Na política nacional, o ano fica marcado por dois acontecimentos: a vitória do "sim" no referendo do aborto, a 11 Fevereiro, e a vitória de Luís Filipe Menezes nas directas do PSD, a 29 de Setembro.
Da primeira, já tudo se disse. É um sucesso de Sócrates, que liderou (ou fez que liderava) a campanha do PS, tirando esta bandeira à extrema-esquerda. A liberalização do aborto por referendo implica também a queda de uma barreira psicológica: pela primeira vez, uma causa fracturante venceu nas urnas. O método não se estenderá tão cedo às próximas fracturas, a saber eutanásia e casamento gay, mas o precedente está aberto. Vamos passar muitos anos a andar por aqui.
Quem quer enterrar a cabeça na areia, faça favor. Mas quem quer ter uma palavra sobre o futuro dos portugueses, não pode ficar calado sobre o que os divide.

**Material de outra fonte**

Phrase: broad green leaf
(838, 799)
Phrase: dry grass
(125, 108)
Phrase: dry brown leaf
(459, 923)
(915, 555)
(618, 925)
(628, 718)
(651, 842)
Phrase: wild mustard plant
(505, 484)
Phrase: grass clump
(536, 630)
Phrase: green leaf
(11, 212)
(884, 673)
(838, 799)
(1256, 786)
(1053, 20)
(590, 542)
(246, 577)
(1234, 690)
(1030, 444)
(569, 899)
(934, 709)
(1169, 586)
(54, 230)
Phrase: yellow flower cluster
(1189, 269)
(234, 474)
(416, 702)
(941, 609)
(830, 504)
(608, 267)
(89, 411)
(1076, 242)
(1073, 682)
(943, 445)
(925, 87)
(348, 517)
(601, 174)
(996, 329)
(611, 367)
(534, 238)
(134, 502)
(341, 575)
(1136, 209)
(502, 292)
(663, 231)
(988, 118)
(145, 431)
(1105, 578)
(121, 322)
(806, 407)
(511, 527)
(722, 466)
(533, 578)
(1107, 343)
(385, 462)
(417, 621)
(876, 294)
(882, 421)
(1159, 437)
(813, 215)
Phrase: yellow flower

Quanto à eleição de Menezes, trata-se de um retrocesso para o PSD e, portanto, para toda a direita. O tubarão de Gaia está a corresponder às expectativas, tanto dos que o criticam como dos que o defendem, e pelas mesmas razões. As piores. Incoerente, superficial, demagógico, tablóide e - cereja em cima do bolo - suficientemente provinciano para plagiar textos alheios sobre Bergman e Antonioni (ou permitir que outros o façam em seu nome, o que vem a dar no mesmo), Menezes corre o risco de ficar na história como o homem que desmantelou, não o Estado em meia dúzia de meses, mas o PSD em pouco mais do que isso.
Cá estaremos para ver o que fica. Se ficar alguma coisa.